12. DISPUTE RESOLUTION
a) Informal Resolution. The parties shall first attempt to resolve disputes through good-faith negotiation for 30 days.
b) Arbitration. If informal resolution fails, disputes shall be resolved by binding arbitration administered by the American Arbitration Association under its Commercial Arbitration Rules. Arbitration shall take place in Wilmington, Delaware.
c) Class Action Waiver. Customer waives the right to participate in class actions, representative actions, or class-wide arbitration. If this class action waiver is found to be invalid, illegal, or unenforceable in its entirety as to any dispute, then the entire arbitration agreement in this Section 12 shall be null and void as to that dispute, and such dispute shall be resolved exclusively in the state or federal courts located in Wilmington, Delaware, rather than in arbitration.
d) Injunctive Relief. Nothing in this Section prevents either party from seeking injunctive relief in a court of competent jurisdiction for IP violations.
13. FORCE MAJEURE
Neither party shall be liable for delays or failures in performance resulting from acts of God, natural disasters, pandemics, government actions, war, terrorism, labor disputes, or other circumstances beyond the party's reasonable control.
14. GOVERNING LAW
These Terms are governed by the laws of the State of Delaware, United States, without regard to conflict of law principles.
15. CHANGES TO TERMS
Hospital Focus CK may modify these Terms at any time.

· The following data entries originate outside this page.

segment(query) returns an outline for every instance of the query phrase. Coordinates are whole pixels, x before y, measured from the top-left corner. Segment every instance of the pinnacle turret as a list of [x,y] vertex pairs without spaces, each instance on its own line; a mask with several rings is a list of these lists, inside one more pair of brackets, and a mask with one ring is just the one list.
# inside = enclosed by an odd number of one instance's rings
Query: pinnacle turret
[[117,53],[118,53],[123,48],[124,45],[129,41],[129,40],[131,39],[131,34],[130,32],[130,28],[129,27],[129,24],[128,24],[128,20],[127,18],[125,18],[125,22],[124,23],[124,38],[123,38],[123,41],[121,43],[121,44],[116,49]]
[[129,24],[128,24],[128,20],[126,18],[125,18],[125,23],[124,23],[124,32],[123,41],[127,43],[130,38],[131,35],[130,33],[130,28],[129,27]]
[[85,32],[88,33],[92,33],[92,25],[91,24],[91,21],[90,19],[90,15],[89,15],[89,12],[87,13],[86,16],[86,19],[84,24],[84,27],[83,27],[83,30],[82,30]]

We will provide Customer with at least thirty (30) days' advance notice of any material changes via email or through the Platform. Material changes will not apply during Customer's then-current active subscription term and will only take effect upon Customer's next subscription renewal, except where such modifications are required by applicable law, regulation, or regulatory authority (such as a new privacy or healthcare compliance mandate), in which case they shall take effect as and when legally mandated. Continued use of the Platform or payment of renewal invoices following the effective date of the changes constitutes Customer's acceptance of the modified Terms. Non-material or administrative modifications take effect immediately upon posting.
16. ENTIRE AGREEMENT
These Terms, together with the Data Protection Addendum, Privacy Policy, and Master Disclaimer, constitute the entire agreement between the parties regarding the Platform. Any prior agreements or representations are superseded.
In the event of a conflict among these documents, the following order of precedence governs, from highest to lowest: (1) a mutually executed Order Form or Enterprise Agreement; (2) the Data Protection Addendum; (3) these Terms of Service; (4) the Master Disclaimer; and (5) the Privacy Policy. The Data Protection Addendum controls over these Terms solely with respect to data protection and security matters.
17. ASSIGNMENT
Customer may not assign or transfer these Terms, in whole or in part, without Hospital Focus CK's prior written consent, except to a successor in connection with a merger, acquisition, or sale of substantially all of Customer's assets, provided the successor is not a competitor of Hospital Focus CK and assumes all obligations. Hospital Focus CK may assign these Terms to an affiliate or to a successor in connection with a merger, acquisition, reorganization, or sale of substantially all of its assets. Any attempted assignment in violation of this Section is void. These Terms bind and benefit the parties' permitted successors and assigns.